O disco, intitulado “Trajetória”, abre com um poema autobiográfico. O CD possui produção musical bem acabada. O grupo de acompanhamento é formado por um time criado nas mesmas bandas de Yvison, o “Casca”, como é chamado por amigos, e dá sintonia à proposta do autor de exaltar suas origens.

A primeira música é a faixa-título “Trajetória” (Yvison Pessoa), que prossegue com a história do artista antes apresentada em poema. Na música, o sambista agradece, sem citá-los, os ex-companheiros do Quinteto e cantores que teve a oportunidade de acompanhar. Aliás, nos 17 anos de existência, o Quinteto foi banda aqui e no exterior de vários artistas de ponta da música brasileira, além de ter lançado quatro CDs. Por certo, isso deu bagagem para o músico se sair bem neste seu projeto. 

A segunda faixa “Pra não deixar morrer” dá entrada às composições de Yvison com mais dois parceiros constantes no disco: Milbé e Gerson da Banda. Melodia e letra se encaixam com naturalidade e é candidata a regravações por outros intérpretes. Ouça a música aqui

Depois vem “Folha de laranjeira” (Milbé, Yvison Pessoa, Gerson da Banda) e “Quebrada é quebrada” (Yvison Pessoa), este última uma exaltação a São Mateus e adjacências, na Zona Leste da capital paulista.

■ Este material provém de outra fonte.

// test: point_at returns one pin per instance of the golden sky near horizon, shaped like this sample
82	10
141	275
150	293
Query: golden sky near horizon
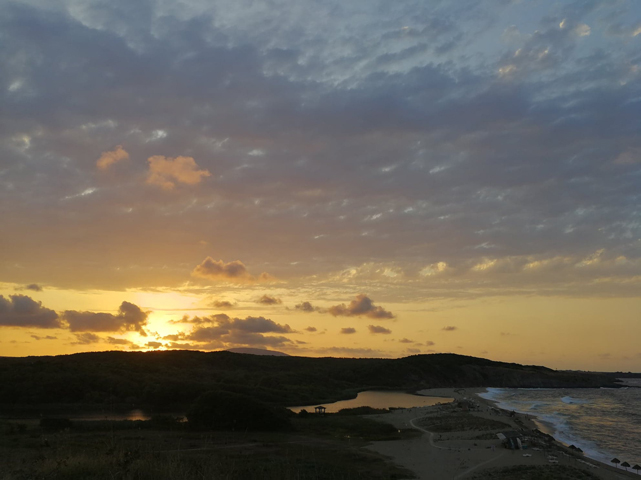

Em “Empáfia” (Rogerinho Ângelo, Gerson da Banda, Yvison Pessoa), o autor do CD divide a música com Lecy Brandão. Trata-se de um samba de protesto, voltando a ter evidência em meio à turbulência vivida pelo País nos últimos tempos.

Em seguida, na linha do partido alto, “Coração partido” (Milbé, Yvison Pessoa, Gerson da Banda), “Bom fiel” (Milbé, Yvison Pessoa, Gerson da Banda) e “Maria cintura” (Milbé, Yvison Pessoa, Gerson da Banda).

O samba afro “Matamba” (Yvison Pessoa, Luande) é cantado junto com a ótima Graça Braga. “Verdade escondida” (Yvison Pessoa, Gerson da Banda), um samba-choro, e “Trauma” (Milbé, Yvison Pessoa, Gerson da Banda) mostram um sambista diversificado.

Em “Lua do sambista” (Yvison Pessoa, Gerson da Banda) Yvison tem o acompanhamento nobre da Velha Guarda da Camisa Verde e Branco. Trata-se de um samba de quadra. Na sequência vem “No mar” (Milbé, Yvison Pessoa, Gerson da Banda), um ijexá. “A noite fica mais feliz” (Xuxo, Jorge Sargento, Walmir Tibiriça) é outro belo samba de quadra.

O disco encerra com “Refrões” (Milbé, Yvison Pessoa, Gerson da Banda), uma sequência de sambas de roda.

Yvison se tornou um ativista cultural. No Instituto que coordena oferece atividades que dialogam com o samba, como capoeira e manifestações de grupos afros. Também acontecem rodas de samba no local. Acompanhe a programação aqui

O músico também teve voz importante na criação do projeto Berço do Samba de São Mateus, dentre outras iniciativas. Nei Lopes faz elogiosa saudação a Yvison na apresentação do CD. Não é pouco. O cantor, compositor e estudioso da cultura africana é hoje a maior referência viva da história do samba no País.